ODD file for generating the TAN-TEI schema for the Text Alignment Network format

ODD file for generating the TAN-TEI schema for the Text Alignment Network format Joel Kalvesmaki Joel Kalvesmaki Revised 2020-05-24

Insofar as this ODD file constitutes an original work (see below) all material is released under a GNU General Public License, https://opensource.org/licenses/GPL-3.0

The notice in the next paragraph is preserved from the template upon which this ODD file is based.

TEI material can be licensed differently depending on the use you intend to make of it. Hence it is made available under both the CC+BY and BSD-2 licences. The CC+BY licence is generally appropriate for usages which treat TEI content as data or documentation. The BSD-2 licence is generally appropriate for usage of TEI content in a software environment. For further information or clarification, please contact the TEI Consortium (info@tei-c.org).

TEI All, adapted for the Text Alignment Network

This ODD describes parameters needed to turn any document that validates against TEI All (P5) into a form that can be used with the Text Alignment Network (TAN).

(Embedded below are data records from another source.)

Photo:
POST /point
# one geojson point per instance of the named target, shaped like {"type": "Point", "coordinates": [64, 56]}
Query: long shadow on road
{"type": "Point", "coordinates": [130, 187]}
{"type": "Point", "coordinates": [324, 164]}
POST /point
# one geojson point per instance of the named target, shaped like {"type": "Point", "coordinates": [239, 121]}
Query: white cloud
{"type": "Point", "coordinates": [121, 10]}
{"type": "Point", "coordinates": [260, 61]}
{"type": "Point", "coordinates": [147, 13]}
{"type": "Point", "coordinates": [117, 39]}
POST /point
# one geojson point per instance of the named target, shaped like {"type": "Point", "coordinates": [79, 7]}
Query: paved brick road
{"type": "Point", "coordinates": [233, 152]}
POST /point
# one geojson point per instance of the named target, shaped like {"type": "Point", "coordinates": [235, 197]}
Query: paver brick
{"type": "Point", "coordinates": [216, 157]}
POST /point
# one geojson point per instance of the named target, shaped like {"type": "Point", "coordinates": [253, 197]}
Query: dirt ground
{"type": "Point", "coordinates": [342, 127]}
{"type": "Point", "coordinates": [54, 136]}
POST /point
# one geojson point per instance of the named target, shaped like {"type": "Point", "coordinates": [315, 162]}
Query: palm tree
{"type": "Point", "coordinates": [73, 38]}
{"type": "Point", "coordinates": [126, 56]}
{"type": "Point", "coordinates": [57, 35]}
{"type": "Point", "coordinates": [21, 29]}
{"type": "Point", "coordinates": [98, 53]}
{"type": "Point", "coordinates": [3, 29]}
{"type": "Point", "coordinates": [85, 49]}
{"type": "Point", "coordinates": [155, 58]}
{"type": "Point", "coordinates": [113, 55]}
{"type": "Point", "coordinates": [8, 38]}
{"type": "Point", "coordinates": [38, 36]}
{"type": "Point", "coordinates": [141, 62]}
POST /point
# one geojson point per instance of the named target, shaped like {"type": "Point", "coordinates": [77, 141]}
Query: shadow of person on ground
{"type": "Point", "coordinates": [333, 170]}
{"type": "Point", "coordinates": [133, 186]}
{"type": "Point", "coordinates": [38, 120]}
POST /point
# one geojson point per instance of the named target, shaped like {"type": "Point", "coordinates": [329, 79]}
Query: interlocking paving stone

The next two paragraphs are preserved from the template upon which this ODD file is based.

This TEI customization describes a schema that includes all of the TEI (P5) modules. This is a very useful starting place for manually creating your own customizations — it is much easier to delete the modules you do not want than to add the modules you do. Furthermore this customization often proves helpful for testing TEI software.

However, this particular TEI customization is not recommended for actual use for encoding documents. It produces schemas and reference documentation that will be much larger, and include many more elements, than almost anyone could conceivably ever need. Tempting though it may be simply to have absolutely everything, and just ignore elements not required, experience has shown that their presence makes the documentation harder to read and use, and makes a schema that is far more lax than desired.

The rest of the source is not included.